The U.S. equity market was closed Thursday for the Thanksgiving holiday, and trading Friday will end early at 1:00 pm ET (1800 GMT). With many investors on holiday, volume was expected to be thin.
Greece said the International Monetary Fund had relaxed its debt-cutting target for the country, suggesting lenders were closer to a deal for a vital aid tranche to be paid. But other sources involved in the talks cautioned the funding gap was far bigger than Greece has suggested.
Euro zone finance ministers, the IMF and European Central Bank (ECB) failed earlier this week to agree on how to get the country's debt down to a sustainable level and will have a third attempt at resolving the issue on Monday.
Separately, ECB President Mario Draghi said confidence was returning to the euro zone, and governments must implement reforms to secure the bloc's future.
"We're looking at a higher opening, there is some good news coming out of Europe," said Peter Cardillo, chief market economist at Rockwell Global Capital in New York.
"The fact that we're very close to sealing a deal for Greece certainly (helps) the risk-trade."
Shares of Research in Motion surged in premarket trading on optimism about its soon-to-be-launched BlackBerry 10 devices that will vie against Apple's iPhone and Android-based smartphones. RIM was up 11.8 percent at $11.47, after earlier climbing more than 14 percent.
S&P 500 futures rose 5 points and were above fair value, a formula that evaluates pricing by taking into account interest rates, dividends and time to expiration on the contract. Dow Jones industrial average futures added 38 points, and Nasdaq 100 futures were up 14 points.
The S&P 500 was poised to break a two-week losing streak, having gained more than 2 percent this week so far.
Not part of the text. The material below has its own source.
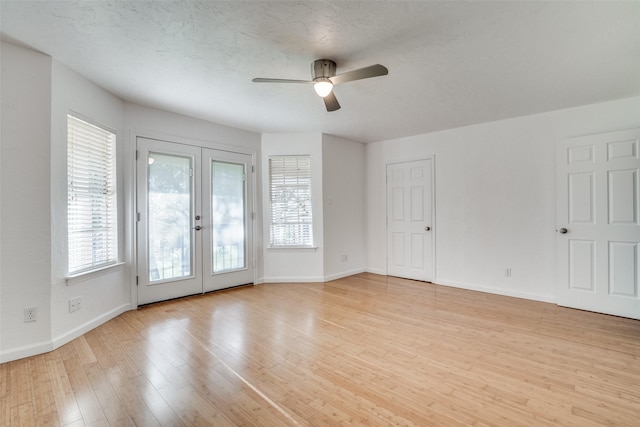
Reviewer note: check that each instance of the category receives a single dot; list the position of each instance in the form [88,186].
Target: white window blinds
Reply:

Stocks had tumbled earlier in the month on worries about the impact of tax and spending changes to take effect from January, but hopes that politicians will reach a deal to avert the so-called fiscal cliff helped the market recoup some of those declines this week.
Investors will likely focus on the retail sector as the holiday shopping season begins, looking for signs of how much consumers are spending as stores offer Black Friday deals and discounts.
Shares of electronics retailer Best Buy Co were up 1.6 percent at $11.75, while J C Penney gained 2.4 percent to $17.67.
Black Friday, the day after Thanksgiving, kicks off the U.S. Christmas shopping season for retailers and is often the busiest shopping day of the year.
The U.S. Federal Reserve's securities portfolio has not reached a level where it would hold back the central bank from its bond-buying programs, John Williams, the president of the San Francisco Federal Reserve Bank, told the Wall Street Journal in an interview.
The Fed launched its latest stimulus program in September, saying it would buy $40 billion a month in mortgage-backed securities until the labor market significantly improved.
Overseas, German business morale surprised with its first rise in seven months in November, offering hope that Europe's largest economy could regain some momentum.